QPU SALE: Rigetti Computing (RGTI) announced that it has sold a 9-qubit Novera QPU to the University of Saskatchewan. The Novera QPU, which was shipped in March, will be at the core of USask’s first quantum computing system. The system will be managed by USask’s Centre for Quantum Topology and its Applications, an interdisciplinary institute devoted to advancing quantum science and quantum technology development.

NEW ALGORITHM CLASS: IBM (IBM) and ETH Zurich announced a 10-year collaboration to advance the next generation of algorithms at the intersection of AI and quantum computing. This initiative represents the latest milestone in the long-standing collaboration between the two institutions. Over the next decade, IBM and ETH Zurich aim to create new classes of algorithms capable of bridging classical computing, machine learning, and quantum systems to address some of the day’s critical challenges in business. IBM will also support the creation of professorship positions and research projects at ETH Zurich, with the goal of advancing the algorithmic expertise of the next generation workforce.

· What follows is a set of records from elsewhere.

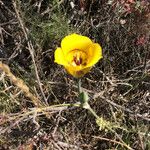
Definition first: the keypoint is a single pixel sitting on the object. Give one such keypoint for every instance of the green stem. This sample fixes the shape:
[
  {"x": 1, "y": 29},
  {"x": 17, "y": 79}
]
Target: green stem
[{"x": 79, "y": 86}]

ECHONET CONSORTIUM: Sealsq (LAES) announced it has joined the Echonet Consortium, an international standardization body for smart home and energy management systems. The Echonet Consortium plans to enhance its Echonet Lite security framework with public key infrastructure technology, and Sealsq aims to contribute to enhancing the identity, authentication, and reliability of Echonet Lite devices by providing its INeS PKI platform services to consortium members.

SIMULATION OF MAGNETIC MATERIALS: IBM announced new results that its quantum computer can simulate real magnetic materials with results that match neutron scattering experiments. The work, reported in a pre-print, was conducted by scientists from the U.S. Department of Energy-funded Quantum Science Center at Oak Ridge National Laboratory, Purdue University, University of Illinois Urbana-Champaign, Los Alamos National Laboratory, the University of Tennessee and IBM. The company said, “The ability to design new materials-such as better superconductors, more efficient batteries, or novel drugs-depends on understanding quantum behavior that is often challenging for classical methods to model. While quantum computers are expected to address this challenge, it has remained unclear whether today’s processors could deliver quantitatively reliable simulations of real materials. These results show that current quantum hardware, combined with new algorithms and quantum-centric supercomputing workflows, can already simulate properties of materials, which in general, can be difficult to predict using classical methods alone.”

UK INVESTMENT: Rigetti announced that it intends to invest up to $100M in the UK to accelerate quantum computing development, which will be the company’s first major investment outside of the U.S. With this investment, the company plans to deploy a quantum computer with over 1,000 qubits in the next three to four years. This follows the UK’s recently announced program that will dedicate up to GBP 2B of government investment with the aim of establishing the UK as a global leader in quantum computing.